No sample had chironomid assemblages outside the 95% confidence interval suggesting that the transfer function can be applied to the downcore samples.

but don’t show this with a figure (no complaint here, I would do the same if the analogues were good). I want to see a figure showing the analogue distances.

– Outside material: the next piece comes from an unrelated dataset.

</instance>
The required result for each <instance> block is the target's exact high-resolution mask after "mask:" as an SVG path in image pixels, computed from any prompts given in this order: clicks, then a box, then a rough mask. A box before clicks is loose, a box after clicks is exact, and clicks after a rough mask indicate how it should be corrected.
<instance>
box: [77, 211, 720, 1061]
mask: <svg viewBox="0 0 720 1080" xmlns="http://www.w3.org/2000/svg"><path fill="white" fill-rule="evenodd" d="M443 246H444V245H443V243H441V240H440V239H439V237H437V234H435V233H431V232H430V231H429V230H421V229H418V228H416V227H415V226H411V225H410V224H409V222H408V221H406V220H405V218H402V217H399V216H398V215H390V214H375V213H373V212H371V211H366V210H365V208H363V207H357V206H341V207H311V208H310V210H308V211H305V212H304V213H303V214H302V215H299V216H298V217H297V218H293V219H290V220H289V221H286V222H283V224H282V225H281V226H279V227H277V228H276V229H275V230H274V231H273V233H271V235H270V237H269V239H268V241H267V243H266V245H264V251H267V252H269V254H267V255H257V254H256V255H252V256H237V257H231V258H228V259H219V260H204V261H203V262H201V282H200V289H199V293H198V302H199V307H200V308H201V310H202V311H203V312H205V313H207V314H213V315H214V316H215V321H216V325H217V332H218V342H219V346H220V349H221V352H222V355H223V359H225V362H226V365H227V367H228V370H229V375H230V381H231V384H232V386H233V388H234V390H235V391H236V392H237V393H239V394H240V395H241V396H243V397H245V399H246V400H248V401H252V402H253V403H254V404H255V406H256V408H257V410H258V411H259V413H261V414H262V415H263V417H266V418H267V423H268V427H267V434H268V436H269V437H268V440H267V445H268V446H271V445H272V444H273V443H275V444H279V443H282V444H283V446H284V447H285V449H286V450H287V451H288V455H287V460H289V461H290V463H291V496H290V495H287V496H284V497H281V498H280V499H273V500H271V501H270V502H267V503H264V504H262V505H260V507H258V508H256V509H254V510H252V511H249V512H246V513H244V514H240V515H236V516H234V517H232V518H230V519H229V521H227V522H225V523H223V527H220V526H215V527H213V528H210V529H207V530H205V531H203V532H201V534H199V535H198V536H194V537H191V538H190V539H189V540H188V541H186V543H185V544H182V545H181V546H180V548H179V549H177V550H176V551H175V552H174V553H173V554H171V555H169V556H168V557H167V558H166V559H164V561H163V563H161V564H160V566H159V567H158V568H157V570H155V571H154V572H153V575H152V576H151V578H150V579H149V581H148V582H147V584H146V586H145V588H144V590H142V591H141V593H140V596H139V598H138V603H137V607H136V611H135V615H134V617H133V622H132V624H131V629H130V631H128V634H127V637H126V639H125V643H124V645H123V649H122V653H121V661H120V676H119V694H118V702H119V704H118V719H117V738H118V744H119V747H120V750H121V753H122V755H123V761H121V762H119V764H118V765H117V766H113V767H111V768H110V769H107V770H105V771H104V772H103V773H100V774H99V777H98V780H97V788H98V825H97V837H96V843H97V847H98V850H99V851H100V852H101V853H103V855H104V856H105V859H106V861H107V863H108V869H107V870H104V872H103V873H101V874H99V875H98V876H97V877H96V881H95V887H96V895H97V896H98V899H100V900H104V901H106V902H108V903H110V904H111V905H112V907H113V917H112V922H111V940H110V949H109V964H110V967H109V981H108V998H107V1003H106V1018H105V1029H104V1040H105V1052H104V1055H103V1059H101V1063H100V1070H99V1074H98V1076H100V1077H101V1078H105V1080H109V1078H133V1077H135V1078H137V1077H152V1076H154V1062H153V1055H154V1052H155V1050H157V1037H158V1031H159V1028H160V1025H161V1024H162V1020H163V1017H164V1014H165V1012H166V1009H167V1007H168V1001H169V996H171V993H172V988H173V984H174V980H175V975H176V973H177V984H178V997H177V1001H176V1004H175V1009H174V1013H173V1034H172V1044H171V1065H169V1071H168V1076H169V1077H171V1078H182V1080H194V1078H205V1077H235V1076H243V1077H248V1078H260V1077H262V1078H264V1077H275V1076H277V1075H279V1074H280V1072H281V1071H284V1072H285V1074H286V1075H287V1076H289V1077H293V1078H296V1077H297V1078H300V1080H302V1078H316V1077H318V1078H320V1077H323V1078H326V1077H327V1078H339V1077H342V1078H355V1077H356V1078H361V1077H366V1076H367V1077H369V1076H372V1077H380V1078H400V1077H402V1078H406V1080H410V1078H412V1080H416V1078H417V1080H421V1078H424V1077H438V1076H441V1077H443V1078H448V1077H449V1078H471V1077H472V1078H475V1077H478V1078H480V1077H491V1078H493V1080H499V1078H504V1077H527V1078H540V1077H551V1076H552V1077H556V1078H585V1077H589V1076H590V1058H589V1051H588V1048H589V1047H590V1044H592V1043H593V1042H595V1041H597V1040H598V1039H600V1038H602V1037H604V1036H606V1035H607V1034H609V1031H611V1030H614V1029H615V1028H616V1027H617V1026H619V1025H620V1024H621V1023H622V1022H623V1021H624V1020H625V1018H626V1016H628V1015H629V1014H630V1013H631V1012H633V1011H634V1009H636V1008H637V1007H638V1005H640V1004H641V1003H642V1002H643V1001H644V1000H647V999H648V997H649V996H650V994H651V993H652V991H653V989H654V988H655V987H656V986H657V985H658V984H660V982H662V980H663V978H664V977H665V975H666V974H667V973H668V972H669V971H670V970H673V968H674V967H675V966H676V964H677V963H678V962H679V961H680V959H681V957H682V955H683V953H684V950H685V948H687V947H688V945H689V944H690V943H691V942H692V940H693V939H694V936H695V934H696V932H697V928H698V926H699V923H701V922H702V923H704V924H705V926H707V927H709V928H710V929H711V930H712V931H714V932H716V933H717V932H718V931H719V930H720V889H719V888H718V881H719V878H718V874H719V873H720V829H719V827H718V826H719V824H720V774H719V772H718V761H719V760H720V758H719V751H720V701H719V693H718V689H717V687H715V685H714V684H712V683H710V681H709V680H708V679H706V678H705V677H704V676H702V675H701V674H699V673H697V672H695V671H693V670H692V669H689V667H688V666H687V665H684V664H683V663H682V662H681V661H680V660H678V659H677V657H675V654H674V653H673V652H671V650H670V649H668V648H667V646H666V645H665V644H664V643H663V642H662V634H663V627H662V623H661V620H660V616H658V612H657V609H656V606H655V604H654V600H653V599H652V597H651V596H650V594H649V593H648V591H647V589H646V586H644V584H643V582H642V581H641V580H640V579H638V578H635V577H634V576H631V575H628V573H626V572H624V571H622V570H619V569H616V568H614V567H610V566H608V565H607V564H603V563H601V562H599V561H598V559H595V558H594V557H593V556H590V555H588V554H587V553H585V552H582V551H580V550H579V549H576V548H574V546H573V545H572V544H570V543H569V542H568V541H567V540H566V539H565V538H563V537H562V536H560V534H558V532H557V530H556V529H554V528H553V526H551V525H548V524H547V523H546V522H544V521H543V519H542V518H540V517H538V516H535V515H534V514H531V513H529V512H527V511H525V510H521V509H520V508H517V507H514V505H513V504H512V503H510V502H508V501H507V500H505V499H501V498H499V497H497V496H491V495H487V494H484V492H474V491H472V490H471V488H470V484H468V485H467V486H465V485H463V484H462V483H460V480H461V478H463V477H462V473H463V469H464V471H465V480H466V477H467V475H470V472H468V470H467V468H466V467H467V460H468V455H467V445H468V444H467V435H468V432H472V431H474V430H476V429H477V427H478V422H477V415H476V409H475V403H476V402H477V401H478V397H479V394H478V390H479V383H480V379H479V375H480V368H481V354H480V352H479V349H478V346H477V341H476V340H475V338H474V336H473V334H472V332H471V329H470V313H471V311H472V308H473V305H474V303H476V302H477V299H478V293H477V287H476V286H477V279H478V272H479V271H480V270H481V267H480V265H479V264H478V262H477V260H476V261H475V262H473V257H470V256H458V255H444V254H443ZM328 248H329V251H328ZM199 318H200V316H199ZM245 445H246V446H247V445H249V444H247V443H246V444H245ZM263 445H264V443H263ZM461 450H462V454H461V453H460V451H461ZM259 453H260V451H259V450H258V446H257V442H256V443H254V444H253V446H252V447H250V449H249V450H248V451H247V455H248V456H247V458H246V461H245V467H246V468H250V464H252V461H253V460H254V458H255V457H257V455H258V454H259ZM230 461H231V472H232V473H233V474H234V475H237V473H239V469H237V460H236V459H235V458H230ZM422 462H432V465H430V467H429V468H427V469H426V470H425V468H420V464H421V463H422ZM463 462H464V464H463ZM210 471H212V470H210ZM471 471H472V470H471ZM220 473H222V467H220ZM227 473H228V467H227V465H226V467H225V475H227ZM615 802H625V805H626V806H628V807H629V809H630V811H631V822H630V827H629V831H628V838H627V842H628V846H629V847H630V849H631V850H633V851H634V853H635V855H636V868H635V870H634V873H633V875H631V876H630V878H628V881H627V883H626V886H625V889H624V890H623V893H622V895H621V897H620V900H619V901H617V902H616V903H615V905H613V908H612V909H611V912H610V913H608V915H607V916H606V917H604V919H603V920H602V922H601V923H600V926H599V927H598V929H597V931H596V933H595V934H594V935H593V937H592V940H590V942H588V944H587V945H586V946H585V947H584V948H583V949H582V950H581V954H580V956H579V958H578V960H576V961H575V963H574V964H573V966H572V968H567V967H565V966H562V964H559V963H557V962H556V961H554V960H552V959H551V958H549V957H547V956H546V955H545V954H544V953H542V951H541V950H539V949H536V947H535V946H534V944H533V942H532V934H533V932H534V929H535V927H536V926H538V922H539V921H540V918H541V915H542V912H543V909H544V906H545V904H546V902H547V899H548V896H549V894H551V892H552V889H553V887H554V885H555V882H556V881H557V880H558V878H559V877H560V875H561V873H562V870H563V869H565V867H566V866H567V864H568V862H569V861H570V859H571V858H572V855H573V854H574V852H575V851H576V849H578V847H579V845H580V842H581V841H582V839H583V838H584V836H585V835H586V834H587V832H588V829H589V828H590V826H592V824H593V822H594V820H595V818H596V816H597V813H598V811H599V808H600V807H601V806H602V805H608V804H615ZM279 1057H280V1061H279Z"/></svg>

First we need to load the data, which can be downloaded from NOAA.

library(readxl)
fname <- "zabinskie2015cit.xls"
excel_sheets(fname)
spp <- read_excel(fname, sheet = "Training species")
env <- read_excel(fname, sheet = "Training temperature")
fos <- read_excel(fname, sheet = "Chironomids Zabinsk percentages")
recon <- read_excel(fname, sheet = "Reconstruction ")
names(recon) <- c("date", "temperature")
rownames(spp) <- spp[, 1]
spp[, 1] <- NULL
rownames(env) <- env[, 1]
env <- env[, 2, drop = FALSE]
lowCount <- c("SAL", "LEK", "TRZ", "WAS", "SZOS", "GOR", "KOS", "ZAB")
spp <- spp[!rownames(spp) %in% lowCount, ]
env <- env[!rownames(env) %in% lowCount, , drop = FALSE]
identical(rownames(spp), rownames(env))
env <- env$Temp
chron <- fos[, 1]
fos <- fos[, -c(1, ncol(fos))]
####check names####
setdiff(names(fos), names(spp))
setdiff(names(spp), names(fos))

Distances to the nearest analogue are easily calculated with the rioja package which should give the same result as C2.

library(rioja)
library(ggplot2)
matmod <- MAT(spp, env)
matpred <- predict(matmod, fos)
goodpoorbad <- quantile(matmod$dist.n[, 1], prob=c(0.75, 0.95))
qualitybands <- data.frame(xmin = rep(-Inf, 3),
xmax = rep(Inf, 3),
ymax = c(goodpoorbad, Inf),
ymin = c(-Inf, goodpoorbad),
fill = factor(c("Good", "Fair", "None"), levels = c("None", "Fair", "Good")))
fillscale <- scale_fill_manual(values = c("salmon", "lightyellow", "skyblue"), name = "Analogue Quality")
g <- ggplot(data.frame(chron, analogue = matpred$dist.n[,1])) +
geom_point(aes(x = chron, y = analogue)) +
labs(x = "Date CE", y = "Squared chord distance to nearest analogue") +
geom_rect(aes(xmin = xmin, xmax = xmax, ymin = ymin, ymax = ymax, fill = fill), qualitybands, alpha = .5) +
fillscale
print(g)

Analogue quality against date

Thirty eight of the 89 samples have no modern analogues under the definition used by LT15. Only 11 samples have good analogues. This is difficult to reconcile with the claim by LT15 that

No sample had chironomid assemblages outside the 95% confidence interval

The reconstruction of August air-temperature in LT15 is remarkably good, almost as good as what would be expected if chironomids were perfect thermometers, yet the analogue quality is fairly awful (squared residual length is also fairly awful). Does this mean that these diagnostics are utterly useless guides to the utility of reconstructions? Or is this another remarkable feature of the Lake Żabińskie chironomid reconstruction?

Perhaps some ordinations would be useful to investigate what is going on. I’ll show some in a future post.